Perhaps the saddest, most sobering aspect of the human condition is that we are all fallible and capable of mistakes, but the default position is to stand athwart that immutable fact, miserably carrying the burden of our inability to admit to that fallibility because of ego and our fear of being seen as stupid.
The human brain is a miracle in any sense of the word, and its foremost objective is to protect the body it is housed within, both physically and mentally.
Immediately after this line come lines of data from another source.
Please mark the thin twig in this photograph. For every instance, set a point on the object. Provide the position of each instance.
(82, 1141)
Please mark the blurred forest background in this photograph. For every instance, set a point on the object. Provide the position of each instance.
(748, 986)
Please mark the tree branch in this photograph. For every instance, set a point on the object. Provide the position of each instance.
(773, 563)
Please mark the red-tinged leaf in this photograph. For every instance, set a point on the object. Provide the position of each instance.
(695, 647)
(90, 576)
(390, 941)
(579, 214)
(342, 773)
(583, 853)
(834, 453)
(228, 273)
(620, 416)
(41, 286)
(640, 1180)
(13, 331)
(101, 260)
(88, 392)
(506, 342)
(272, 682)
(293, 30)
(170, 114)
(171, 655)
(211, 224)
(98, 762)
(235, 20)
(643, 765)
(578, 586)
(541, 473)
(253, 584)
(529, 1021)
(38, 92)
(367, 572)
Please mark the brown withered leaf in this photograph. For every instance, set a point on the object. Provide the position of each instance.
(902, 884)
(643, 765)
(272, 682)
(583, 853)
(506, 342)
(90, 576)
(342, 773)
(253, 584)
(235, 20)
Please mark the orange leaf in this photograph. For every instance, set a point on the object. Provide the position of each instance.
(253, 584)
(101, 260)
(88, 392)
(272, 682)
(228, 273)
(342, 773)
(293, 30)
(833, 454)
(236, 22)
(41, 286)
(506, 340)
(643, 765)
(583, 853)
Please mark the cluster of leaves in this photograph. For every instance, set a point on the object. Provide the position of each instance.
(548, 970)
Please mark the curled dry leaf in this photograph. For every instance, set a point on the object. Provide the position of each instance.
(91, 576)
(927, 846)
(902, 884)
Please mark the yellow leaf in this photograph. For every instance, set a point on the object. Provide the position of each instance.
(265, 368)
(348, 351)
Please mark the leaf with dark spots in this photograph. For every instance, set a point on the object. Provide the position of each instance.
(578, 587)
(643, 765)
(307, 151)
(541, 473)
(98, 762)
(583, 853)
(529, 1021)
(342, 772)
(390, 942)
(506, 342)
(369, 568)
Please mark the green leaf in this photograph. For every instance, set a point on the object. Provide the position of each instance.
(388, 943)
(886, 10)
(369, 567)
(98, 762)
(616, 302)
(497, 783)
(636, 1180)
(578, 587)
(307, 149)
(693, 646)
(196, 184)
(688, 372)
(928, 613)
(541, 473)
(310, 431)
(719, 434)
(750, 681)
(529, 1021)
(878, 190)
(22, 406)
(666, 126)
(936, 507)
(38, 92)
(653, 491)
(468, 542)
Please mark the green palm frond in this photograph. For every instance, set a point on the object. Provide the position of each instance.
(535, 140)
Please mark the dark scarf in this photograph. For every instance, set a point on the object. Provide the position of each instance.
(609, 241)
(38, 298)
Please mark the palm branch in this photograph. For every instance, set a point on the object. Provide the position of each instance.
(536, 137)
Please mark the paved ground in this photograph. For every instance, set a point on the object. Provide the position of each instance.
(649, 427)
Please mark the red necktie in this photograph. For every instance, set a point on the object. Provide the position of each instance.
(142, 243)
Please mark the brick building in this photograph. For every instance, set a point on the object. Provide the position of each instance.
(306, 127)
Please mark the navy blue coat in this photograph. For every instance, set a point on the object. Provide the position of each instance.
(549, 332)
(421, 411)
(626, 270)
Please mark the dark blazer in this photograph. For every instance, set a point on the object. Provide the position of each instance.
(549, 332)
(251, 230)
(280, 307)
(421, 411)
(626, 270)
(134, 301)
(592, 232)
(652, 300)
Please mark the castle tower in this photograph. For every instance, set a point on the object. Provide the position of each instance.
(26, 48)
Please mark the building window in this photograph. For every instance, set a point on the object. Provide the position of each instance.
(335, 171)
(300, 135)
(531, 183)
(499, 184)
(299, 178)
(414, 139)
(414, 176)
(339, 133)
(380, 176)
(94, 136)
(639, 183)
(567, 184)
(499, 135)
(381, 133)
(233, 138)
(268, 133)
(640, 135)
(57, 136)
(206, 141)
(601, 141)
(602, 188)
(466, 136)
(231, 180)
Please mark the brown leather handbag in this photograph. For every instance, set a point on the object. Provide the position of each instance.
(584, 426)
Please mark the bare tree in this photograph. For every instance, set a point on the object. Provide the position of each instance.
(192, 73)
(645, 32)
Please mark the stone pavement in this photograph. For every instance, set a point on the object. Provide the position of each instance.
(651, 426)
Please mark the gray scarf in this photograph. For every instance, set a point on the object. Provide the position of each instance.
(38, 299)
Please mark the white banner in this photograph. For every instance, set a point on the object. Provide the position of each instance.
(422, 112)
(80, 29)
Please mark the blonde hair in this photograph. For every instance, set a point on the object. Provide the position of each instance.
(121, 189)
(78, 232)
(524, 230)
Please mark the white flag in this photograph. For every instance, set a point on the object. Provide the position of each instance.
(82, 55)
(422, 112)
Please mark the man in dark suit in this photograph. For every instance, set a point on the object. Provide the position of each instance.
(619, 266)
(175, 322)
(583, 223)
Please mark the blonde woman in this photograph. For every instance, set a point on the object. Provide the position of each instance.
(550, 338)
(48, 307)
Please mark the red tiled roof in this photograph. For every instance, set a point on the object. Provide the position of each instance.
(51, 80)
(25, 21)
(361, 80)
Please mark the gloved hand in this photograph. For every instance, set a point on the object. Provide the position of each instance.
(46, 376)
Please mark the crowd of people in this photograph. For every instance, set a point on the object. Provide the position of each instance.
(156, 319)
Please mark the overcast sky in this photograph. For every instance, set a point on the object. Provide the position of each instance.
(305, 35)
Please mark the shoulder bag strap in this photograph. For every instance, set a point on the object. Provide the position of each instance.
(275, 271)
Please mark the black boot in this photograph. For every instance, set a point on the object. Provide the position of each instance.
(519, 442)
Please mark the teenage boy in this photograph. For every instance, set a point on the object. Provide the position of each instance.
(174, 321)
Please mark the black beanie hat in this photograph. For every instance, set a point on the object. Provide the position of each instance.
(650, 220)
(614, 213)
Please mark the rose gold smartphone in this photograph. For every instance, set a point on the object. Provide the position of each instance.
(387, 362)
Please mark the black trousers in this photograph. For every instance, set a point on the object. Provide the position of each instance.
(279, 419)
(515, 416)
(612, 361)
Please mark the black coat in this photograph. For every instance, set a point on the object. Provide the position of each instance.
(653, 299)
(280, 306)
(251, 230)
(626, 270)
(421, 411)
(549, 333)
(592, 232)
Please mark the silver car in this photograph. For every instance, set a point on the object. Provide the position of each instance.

In so doing, sometimes, the brain sabotages our own ability to navigate as the social beings we are within the world, down to the most intimate way possible (our own view of our selves), to inter-personal relationships with others, and even group dynamics up to and including state-to-state.
Self-justification to root out the cognitive dissonance we experience between wanting to be good people and not wanting to admit to our mistakes is the culprit at play here, the little seed in our brain that’s harder to shake than a popcorn kernel between our gums, and it is this self-justification that creates wedges in all of these aforementioned relationships, often to a plethora of deleterious consequences, big and small. Such is the compelling theory at work in the 2007 book, Mistakes Were Made (But Not by Me): Why We Justify Foolish Beliefs, Bad Decisions, and Hurtful Acts by social psychologists Carol Tavris and Elliot Aronson. I listened to the 2010 audiobook performed by Marsha Mercant and Joe Barrett. I was initially skeptical that I would find this audiobook as interesting or captivating as the title suggested, but it more than delivered on its promise.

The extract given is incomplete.